N.B.1. Rappelons encore que cet ostracisme n’a pas épargné Genève. Nommé au poste de responsable des échanges de médecins spécialistes, Céline y a séjourné de juin 1924 à mai 1927, d’abord à l’Hôtel «La Résidence» (alors Pension Mathey) 11 route de Florissant, (immeuble démoli en 1981), puis, à partir de décembre 1925, dans un trois pièces au rez-de-chaussée du 35D chemin de Miremont, à Champel. On se souvient en 2007 de la polémique qui avait entouré la volonté d’apposer une plaque commémorative en son honneur sur la façade de l’immeuble de Miremont. L’argent était réuni, le propriétaire avait donné son accord, la pose de la plaque était prévue en avril. Quand un courrier anonyme contenant une photocopie d’un article de Pierre Assouline qui mettait en cause cette commémoration a convaincu le propriétaire de retirer sur-le-champ son autorisation…

N.B.2. Pour ceux que cela intéresserait, et qui peuvent se le permettre, je signale que l’hôtel particulier au 11 bis rue d’Orchampt, ancienne demeure de Dalida, est à vendre pour la modique somme de 2,350,000 euros.
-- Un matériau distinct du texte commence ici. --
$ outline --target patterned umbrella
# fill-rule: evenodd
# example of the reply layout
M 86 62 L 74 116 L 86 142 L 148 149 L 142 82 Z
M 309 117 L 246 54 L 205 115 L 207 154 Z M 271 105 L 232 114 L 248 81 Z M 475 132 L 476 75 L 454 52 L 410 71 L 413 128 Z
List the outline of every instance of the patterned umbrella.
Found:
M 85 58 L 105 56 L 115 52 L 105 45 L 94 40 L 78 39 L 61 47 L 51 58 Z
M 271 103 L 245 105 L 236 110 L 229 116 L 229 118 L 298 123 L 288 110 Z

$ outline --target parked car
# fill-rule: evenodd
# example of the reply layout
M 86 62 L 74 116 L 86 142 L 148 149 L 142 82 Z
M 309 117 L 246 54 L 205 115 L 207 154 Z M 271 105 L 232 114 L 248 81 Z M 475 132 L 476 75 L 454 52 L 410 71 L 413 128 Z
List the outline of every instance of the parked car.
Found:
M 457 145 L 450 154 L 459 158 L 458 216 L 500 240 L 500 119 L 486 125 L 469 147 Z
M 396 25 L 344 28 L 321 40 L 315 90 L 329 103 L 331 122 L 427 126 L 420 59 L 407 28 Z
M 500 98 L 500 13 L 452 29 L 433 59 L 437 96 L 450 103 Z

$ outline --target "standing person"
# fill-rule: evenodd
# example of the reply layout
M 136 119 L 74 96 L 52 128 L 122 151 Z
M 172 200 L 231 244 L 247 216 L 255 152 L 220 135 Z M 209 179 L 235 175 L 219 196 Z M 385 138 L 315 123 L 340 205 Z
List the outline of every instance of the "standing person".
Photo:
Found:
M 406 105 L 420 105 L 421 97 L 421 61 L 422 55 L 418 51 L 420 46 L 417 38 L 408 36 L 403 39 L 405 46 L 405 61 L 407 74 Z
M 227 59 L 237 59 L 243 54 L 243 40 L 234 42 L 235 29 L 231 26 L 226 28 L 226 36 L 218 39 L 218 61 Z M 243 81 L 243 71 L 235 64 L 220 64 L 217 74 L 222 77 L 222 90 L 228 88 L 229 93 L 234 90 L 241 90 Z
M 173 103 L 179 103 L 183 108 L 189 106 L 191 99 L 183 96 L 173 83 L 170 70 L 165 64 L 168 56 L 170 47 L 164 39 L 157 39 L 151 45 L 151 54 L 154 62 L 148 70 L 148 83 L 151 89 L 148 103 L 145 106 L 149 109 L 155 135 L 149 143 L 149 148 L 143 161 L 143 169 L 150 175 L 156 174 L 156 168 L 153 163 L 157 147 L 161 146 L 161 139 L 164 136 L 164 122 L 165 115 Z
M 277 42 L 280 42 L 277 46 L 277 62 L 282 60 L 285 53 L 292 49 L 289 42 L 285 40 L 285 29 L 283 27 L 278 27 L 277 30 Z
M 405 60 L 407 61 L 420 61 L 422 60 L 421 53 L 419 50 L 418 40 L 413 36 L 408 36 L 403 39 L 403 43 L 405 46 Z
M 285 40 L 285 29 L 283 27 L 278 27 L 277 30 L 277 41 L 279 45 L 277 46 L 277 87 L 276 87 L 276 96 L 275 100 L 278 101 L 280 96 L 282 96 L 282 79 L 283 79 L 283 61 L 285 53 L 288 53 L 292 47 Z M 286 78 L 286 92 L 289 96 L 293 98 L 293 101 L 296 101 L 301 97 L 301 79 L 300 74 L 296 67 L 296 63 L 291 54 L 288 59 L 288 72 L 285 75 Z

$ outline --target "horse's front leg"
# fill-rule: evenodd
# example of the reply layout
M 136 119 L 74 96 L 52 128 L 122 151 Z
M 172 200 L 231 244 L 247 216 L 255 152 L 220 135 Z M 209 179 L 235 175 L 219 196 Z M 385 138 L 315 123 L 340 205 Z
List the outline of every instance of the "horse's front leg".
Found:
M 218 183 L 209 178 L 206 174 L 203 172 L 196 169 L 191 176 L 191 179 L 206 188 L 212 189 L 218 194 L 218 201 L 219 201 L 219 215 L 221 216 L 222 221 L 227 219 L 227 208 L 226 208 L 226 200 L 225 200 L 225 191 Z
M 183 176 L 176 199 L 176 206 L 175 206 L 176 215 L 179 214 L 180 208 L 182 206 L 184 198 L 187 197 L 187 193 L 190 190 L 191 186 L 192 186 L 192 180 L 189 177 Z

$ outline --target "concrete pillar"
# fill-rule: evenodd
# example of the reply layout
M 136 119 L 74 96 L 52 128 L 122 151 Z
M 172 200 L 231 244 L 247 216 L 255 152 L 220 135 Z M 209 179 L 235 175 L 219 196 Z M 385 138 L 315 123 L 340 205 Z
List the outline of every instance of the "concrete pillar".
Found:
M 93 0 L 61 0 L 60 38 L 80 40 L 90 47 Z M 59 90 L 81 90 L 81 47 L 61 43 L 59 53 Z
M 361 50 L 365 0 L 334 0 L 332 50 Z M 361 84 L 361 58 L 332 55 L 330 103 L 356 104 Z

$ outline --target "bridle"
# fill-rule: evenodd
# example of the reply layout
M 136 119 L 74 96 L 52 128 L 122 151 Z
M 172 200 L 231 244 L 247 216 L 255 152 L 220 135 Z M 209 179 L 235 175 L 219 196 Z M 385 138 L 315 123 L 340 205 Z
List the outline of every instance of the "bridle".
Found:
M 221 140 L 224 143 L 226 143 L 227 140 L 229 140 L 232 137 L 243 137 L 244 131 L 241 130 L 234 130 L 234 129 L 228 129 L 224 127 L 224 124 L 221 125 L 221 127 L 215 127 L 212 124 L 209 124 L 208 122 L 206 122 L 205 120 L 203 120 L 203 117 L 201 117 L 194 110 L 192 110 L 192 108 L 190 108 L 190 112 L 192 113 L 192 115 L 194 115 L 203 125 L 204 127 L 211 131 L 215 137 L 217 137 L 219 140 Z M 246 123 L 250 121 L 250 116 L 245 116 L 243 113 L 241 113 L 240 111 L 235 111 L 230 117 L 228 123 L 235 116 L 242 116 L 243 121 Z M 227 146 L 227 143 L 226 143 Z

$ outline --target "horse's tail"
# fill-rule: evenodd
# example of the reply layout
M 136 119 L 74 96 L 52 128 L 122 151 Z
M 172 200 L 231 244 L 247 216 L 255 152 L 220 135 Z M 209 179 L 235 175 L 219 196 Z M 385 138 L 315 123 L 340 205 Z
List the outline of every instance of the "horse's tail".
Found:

Précisons que, pour ce prix, vous n’aurez droit qu’aux 3e et 4e étage, soit environ 100 m2 terrasse non comprise, la demeure ayant été transformée en copropriété après la mort de la chanteuse.
Quelques mètres plus haut, au 98 rue Lepic, c’est toujours une vieille porte anonyme semblable à celles qui ouvrent sur une cave ou un dépôt…

 

Commentaires

  • Vous êtes du avec cette lycéenne qui n'a rien demandé à personne mais qui a simplement recraché ce qu'on lui a enseigné. Haro à ses professeurs !

  • "Bien sûr, on connaît la tendance de la France (et probablement de chaque pays) à subordonner l’intérêt qu’elle accorde à ses écrivains en fonction de leur engagement pour la Patrie"
    C'est mal vu; la France qui tient la kultur est de gôche, comme ici. Il n'est pas question de patrie...

  • mais ces anciennes maisons des stars sont si chers que ça!!